In an email earlier this week, the department spokeswoman, Lt. Mindy Talmadge, took issue with the use of the word "backlog" -- which appears on a department document listing the open cases -- and said investigations have been proceeding on most of the cases.
"The terminology 'backlog' is a bit inflammatory, suggesting that investigations are not being done," Talmadge said. "This is inaccurate and an obvious assumption by virtue of the word."
In a second email, Talmadge said the department's own accounting of fire investigations shows that most are what she termed "complete" -- meaning "that the Fire Department investigative process is complete in as much as we can do. We may be waiting for lab or test results from another agency to add to the report."

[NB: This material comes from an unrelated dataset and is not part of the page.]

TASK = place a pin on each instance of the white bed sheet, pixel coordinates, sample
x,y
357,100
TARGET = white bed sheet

She said the department's own accounting of 305 open cases, a document KQED News obtained in a public records request, backs up her contention.
That report (embedded below) shows that as of the end of May:
- In 30 cases, for fires that occurred between early March and early May 2015, investigations had not begun.
- 146 cases, including fires between January 2012 and late April 2015, were listed as "In Progress." That means investigations are ongoing or that fire investigators have completed their work but have not yet drafted a report.
- 11 cases were listed as completed, with first draft reports awaiting departmental peer review.
- 101 cases were listed as completed, with peer-reviewed reports awaiting review by the arson task force captain.
- 17 cases had gone through the complete review process but were awaiting corrections or changes ordered by the captain.